“Yet, those who fantasise about India slipping into the chaos we see in Nepal forget one crucial fact. India’s Constitution is among the strongest in the world, its democratic institutions tested time and again. The Supreme Court has reaffirmed the resilience of this system. Our armed forces and intelligence agencies ensure that external forces find no easy playground here. India’s diversity, its scale, and the maturity of its electorate all make it nearly impossible for anarchists to seize the state.”
What has unfolded in Nepal over the past weeks is tragic, disturbing, and yet a reminder of how fragile democratic systems can be when anger is weaponised and guided by invisible hands. The burning of parliament, the attacks on ministers’ residences, and even the storming of the Supreme Court did not happen spontaneously.
They were sparked by discontent over the ban on social media platforms, but no protest of such intensity and coordination grows without planning, resources, and money. The real question that needs to be asked is not whether young protestors are angry but who funds and sustains such outbursts.

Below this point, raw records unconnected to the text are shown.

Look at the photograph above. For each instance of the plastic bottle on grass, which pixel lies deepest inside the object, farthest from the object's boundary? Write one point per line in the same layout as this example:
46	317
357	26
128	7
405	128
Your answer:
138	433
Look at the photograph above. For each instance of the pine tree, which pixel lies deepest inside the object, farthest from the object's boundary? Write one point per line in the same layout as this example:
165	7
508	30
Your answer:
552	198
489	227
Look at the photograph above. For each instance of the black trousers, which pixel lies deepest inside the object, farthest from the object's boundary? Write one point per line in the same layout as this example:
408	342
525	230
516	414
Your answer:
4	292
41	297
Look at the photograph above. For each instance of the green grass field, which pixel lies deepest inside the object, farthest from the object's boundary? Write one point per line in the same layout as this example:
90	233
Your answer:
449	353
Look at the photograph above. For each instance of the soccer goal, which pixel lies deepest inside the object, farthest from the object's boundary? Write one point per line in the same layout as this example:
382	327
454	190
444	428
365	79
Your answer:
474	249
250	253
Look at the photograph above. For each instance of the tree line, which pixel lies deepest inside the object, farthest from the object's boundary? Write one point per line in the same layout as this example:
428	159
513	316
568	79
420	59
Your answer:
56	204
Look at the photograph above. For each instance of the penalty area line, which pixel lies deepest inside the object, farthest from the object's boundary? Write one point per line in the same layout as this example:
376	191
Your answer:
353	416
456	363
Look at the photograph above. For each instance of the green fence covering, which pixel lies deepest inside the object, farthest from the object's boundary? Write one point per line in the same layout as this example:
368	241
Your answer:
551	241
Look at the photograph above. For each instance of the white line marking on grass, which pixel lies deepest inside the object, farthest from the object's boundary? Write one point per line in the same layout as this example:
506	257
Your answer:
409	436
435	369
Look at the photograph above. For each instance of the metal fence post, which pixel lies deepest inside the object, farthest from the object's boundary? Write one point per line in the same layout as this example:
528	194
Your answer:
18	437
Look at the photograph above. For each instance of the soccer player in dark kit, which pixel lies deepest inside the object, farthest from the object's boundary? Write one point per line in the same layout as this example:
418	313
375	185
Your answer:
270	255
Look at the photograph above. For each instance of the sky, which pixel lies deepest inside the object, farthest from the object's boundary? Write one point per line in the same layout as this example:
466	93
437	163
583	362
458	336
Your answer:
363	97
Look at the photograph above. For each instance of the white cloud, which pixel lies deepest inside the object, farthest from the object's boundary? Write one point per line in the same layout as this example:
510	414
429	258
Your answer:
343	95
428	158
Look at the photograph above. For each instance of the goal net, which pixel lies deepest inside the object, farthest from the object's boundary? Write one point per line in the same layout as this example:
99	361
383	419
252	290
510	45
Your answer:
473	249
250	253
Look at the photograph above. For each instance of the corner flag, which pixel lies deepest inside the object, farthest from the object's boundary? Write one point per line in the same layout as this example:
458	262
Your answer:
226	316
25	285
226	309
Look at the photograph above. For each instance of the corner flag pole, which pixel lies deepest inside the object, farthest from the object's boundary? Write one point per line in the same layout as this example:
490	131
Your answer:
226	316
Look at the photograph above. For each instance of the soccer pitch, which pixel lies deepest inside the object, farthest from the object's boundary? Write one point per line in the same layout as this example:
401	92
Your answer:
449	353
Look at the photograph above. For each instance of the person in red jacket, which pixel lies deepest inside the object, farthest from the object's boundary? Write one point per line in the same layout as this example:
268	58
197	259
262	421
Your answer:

The pattern is becoming clear across South Asia. In Sri Lanka, a few years ago, economic collapse provided fertile ground for mobs to take over the streets. In Bangladesh, unrest often turns into violent street fights that paralyse the nation. In Pakistan, the military has time and again leveraged civilian anger to tighten its grip. And now Nepal has joined this list, where the fire of protest has quickly crossed the line between dissent and destruction.
In every instance, what we see is not simply the frustration of the masses but also the presence of shadowy networks that prefer instability over the slow, difficult path of democratic reform.
This is where India must be vigilant.
In recent days, several social media posts have emerged urging Indians to replicate Nepal-style protests. These voices are not many, but their intent is unmistakable. They come from people who do not believe in elected governments, who are convinced that democracy itself is flawed, and who live to spread cynicism. Some are politically motivated, others ideological, and many are simply narrow-minded individuals intoxicated by chaos. But all of them have one common aim: to weaken the foundations of India’s democracy.
We have seen such attempts before. The sit-in at Shaheen Bagh during the anti-CAA protests was portrayed as a people’s movement, yet it relied heavily on external support and careful orchestration.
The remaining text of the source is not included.